Loading FRED-QD

17 Data Sets Used in This Book

This chapter is a reference appendix for the file-backed datasets shipped with the book repository. Earlier chapters link here instead of re-describing the source each time. Synthetic datasets generated inside code chunks are not listed here; they are documented where they appear.

17.1 FRED-QD

FRED-QD is the quarterly U.S. macroeconomic database developed by McCracken and Ng (2020). A local copy of the current release is stored at data/fred_qd_current.csv.

  • Unit of observation: calendar quarter
  • Coverage: U.S. macro-financial series, 1959Q1 onward
  • Frequency: quarterly
  • File layout: the CSV contains two metadata rows before the actual data. The first row stores factor-group identifiers and the second row stores the authors’ suggested transformation codes. The sasdate column holds the end-of-quarter date.

The chapters in the book use the subset of series listed below. Full variable documentation is available in the FRED-QD release notes.

Mnemonic Description
GDPC1 Real gross domestic product, chained dollars
CPIAUCSL Consumer price index, all urban consumers
UNRATE Civilian unemployment rate
FEDFUNDS Effective federal funds rate
GS10 10-year Treasury constant-maturity yield
TB3MS 3-month Treasury bill secondary-market rate
VIXCLSx CBOE volatility index (VIX), quarterly closing value

Figure 17.1 shows the series used in the book on a common standardized scale so that their timing can be compared across the sample. Magnitudes are not directly comparable on this scale.

Show the code
import numpy as np
import pandas as pd
import matplotlib.pyplot as plt

raw = pd.read_csv("data/fred_qd_current.csv")
fred_qd = raw.iloc[2:].copy()
fred_qd["sasdate"] = pd.to_datetime(fred_qd["sasdate"])

for column in fred_qd.columns:
    if column != "sasdate":
        fred_qd[column] = pd.to_numeric(fred_qd[column], errors="coerce")

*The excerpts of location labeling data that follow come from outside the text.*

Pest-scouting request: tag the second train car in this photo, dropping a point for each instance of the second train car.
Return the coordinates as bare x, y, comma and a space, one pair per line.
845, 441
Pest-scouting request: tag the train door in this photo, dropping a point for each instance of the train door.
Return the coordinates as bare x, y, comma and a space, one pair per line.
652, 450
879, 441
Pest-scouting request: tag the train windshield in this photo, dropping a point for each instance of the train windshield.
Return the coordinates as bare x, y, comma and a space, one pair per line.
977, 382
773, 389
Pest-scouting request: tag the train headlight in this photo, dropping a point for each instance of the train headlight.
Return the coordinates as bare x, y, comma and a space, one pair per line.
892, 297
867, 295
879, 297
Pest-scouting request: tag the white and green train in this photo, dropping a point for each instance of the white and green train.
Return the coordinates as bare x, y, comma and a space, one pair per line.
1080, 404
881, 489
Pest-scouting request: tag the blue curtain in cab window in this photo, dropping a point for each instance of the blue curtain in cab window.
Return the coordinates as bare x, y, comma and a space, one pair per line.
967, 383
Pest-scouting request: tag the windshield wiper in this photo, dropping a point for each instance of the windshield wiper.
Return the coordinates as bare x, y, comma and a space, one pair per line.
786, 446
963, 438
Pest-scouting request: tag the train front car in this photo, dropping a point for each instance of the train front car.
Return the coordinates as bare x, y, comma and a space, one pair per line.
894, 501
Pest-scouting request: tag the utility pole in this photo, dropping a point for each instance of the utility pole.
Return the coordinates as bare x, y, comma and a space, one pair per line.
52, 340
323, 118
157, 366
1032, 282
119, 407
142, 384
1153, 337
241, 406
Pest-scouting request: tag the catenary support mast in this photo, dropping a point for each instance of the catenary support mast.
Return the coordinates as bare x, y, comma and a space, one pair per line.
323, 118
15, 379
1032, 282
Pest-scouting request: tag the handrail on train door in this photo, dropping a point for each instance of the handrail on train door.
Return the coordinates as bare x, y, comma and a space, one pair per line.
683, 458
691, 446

gdp_growth = 400 * np.log(fred_qd["GDPC1"]).diff()
inflation = 400 * np.log(fred_qd["CPIAUCSL"]).diff()
term_spread = fred_qd["GS10"] - fred_qd["TB3MS"]
log_vix = np.log(fred_qd["VIXCLSx"])

plot_df = pd.DataFrame(
    {
        "date": fred_qd["sasdate"],
        "GDP growth": gdp_growth,
        "Inflation": inflation,
        "Unemployment": fred_qd["UNRATE"],
        "Fed funds": fred_qd["FEDFUNDS"],
        "Term spread": term_spread,
        "Log VIX": log_vix,
    }
).dropna()

standardized = plot_df.copy()
for column in standardized.columns[1:]:
    standardized[column] = (
        standardized[column] - standardized[column].mean()
    ) / standardized[column].std()

fig, ax = plt.subplots(figsize=(11.4, 4.8))
for column in standardized.columns[1:]:
    ax.plot(standardized["date"], standardized[column], linewidth=1.5, label=column)

ax.set_xlabel("Quarter")
ax.set_ylabel("Standardized value")
ax.grid(True, alpha=0.2)
ax.legend(frameon=False, ncol=3, loc="upper left")
plt.tight_layout()
plt.show()
Figure 17.1: Selected FRED-QD series used in the book, standardized to mean zero and variance one. Real GDP growth is the annualized log difference of GDPC1; inflation is the annualized log difference of CPIAUCSL; the remaining series are shown as levels, with the term spread constructed as GS10 - TB3MS and log VIX as log(VIXCLSx).

The snippet below is the canonical way to load FRED-QD in this book. It skips the two metadata rows, parses sasdate as a date, and coerces the remaining columns to numeric.

Show the code
import pandas as pd

raw = pd.read_csv("data/fred_qd_current.csv")
fred_qd = raw.iloc[2:].copy()
fred_qd["sasdate"] = pd.to_datetime(fred_qd["sasdate"])

for column in fred_qd.columns:
    if column != "sasdate":
        fred_qd[column] = pd.to_numeric(fred_qd[column], errors="coerce")

fred_qd = fred_qd.sort_values("sasdate").reset_index(drop=True)

The authors’ transformation codes in the second metadata row are not applied here. Individual chapters construct the transformations they need directly from the raw levels so that the forecast origin and information set are explicit.

17.2 References

McCracken, Michael W., and Serena Ng. 2020. “FRED-QD: A Quarterly Database for Macroeconomic Research.” Working Paper 26872. National Bureau of Economic Research.